E’ il verbo della Chiesa: si scrive amare, si legge uscire: uscire da prigioni confortevoli e disperate, dove scriviamo programmi di corto respiro, privi di orizzonti per cui valga la pena vivere.

Ma se vogliamo tornare a respirare, sentir battere il cuore, riscoprirci capaci di passione e di sorriso, occorre, seguendo Gesù, uscire a seminare quel seme divino di cui ciascuno di noi è e ne è custode: uscire per cambiare, perché se uscire è l’incarnazione dell’amore, cambiare è il verbo della vita.
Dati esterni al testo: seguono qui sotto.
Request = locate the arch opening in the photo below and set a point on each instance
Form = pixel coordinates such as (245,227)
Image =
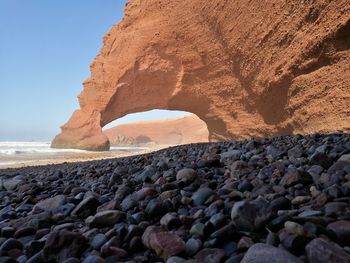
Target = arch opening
(156,128)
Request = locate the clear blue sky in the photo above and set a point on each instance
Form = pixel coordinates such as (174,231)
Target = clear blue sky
(46,48)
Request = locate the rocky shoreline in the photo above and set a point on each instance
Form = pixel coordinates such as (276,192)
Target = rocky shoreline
(284,199)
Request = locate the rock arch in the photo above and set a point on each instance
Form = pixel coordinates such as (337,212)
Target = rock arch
(246,68)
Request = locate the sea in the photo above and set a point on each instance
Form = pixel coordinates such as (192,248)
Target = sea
(22,152)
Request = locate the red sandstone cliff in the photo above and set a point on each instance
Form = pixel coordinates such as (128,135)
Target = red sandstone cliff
(188,129)
(247,68)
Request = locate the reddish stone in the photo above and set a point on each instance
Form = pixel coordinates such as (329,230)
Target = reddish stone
(166,244)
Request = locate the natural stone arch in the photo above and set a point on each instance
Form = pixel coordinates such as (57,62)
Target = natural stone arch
(157,128)
(244,67)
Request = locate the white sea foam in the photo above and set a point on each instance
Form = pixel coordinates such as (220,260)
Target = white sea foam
(8,149)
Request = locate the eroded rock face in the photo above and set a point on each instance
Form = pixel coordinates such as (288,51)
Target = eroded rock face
(182,130)
(246,68)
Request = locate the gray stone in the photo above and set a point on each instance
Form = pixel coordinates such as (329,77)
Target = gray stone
(105,218)
(263,253)
(320,250)
(201,195)
(52,203)
(186,175)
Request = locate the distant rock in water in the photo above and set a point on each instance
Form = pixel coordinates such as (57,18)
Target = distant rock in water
(183,130)
(246,68)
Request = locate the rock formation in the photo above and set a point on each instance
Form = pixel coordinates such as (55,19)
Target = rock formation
(246,68)
(183,130)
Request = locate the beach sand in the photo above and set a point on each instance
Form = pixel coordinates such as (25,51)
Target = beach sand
(74,157)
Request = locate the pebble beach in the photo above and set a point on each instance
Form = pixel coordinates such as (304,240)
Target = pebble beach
(283,199)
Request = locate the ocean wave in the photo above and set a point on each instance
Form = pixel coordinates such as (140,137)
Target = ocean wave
(29,148)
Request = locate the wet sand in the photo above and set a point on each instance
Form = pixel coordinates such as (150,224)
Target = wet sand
(74,157)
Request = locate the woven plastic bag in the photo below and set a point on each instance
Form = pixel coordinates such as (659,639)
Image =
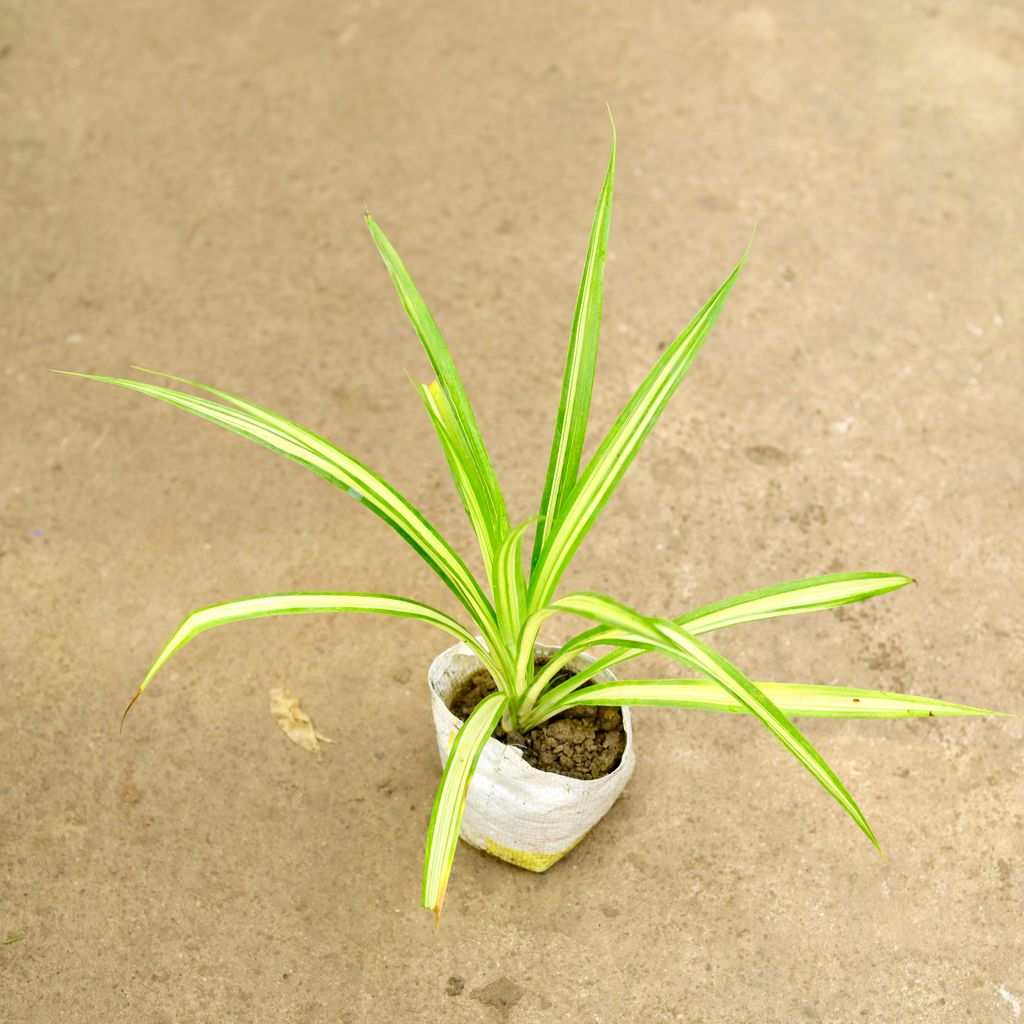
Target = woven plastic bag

E poco importa se, e in che misura, troviamo, o siamo, strada, sassi o terreno coperto di spine: basterà un “Sì” benchè incerto, perché si realizzi la promessa della scrittura: “Grandi cose ha fatto il Signore per noi, ha fatto germogliare fiori tra le rocce”.

Cos’altro erano i primi apostoli se non dei “Sì” affascinati e intermittenti, eppure capaci di quel “lasciato ogni cosa per te".

Sì, perché per uscire, seminare, cambiare, vivere, occorre saper lasciare: come ad ogni Sì, corrispondono molti no, alla stessa stregua per trovare, occorre lasciare (poi va, pieno di gioia, vende tutti i suoi averi e compra "quel" campo): il sì dell’uomo e la misericordia di Dio daranno la misura del raccolto e della raggiunta gioia di vivere, e lo daranno in abbondanza.

Questo fu il “Sì” all’ Amore degli apostoli, alla scelta di cambiare, per convertirsi e darne compimento: divenne la chiave, motivo, perché a loro fosse “dato di conoscere i misteri del regno dei cieli”.

Santo Spirito, conduci i nostri passi verso il traguardo del coraggio, per saper "lasciare" e per poter ardire all’eterno "trovare".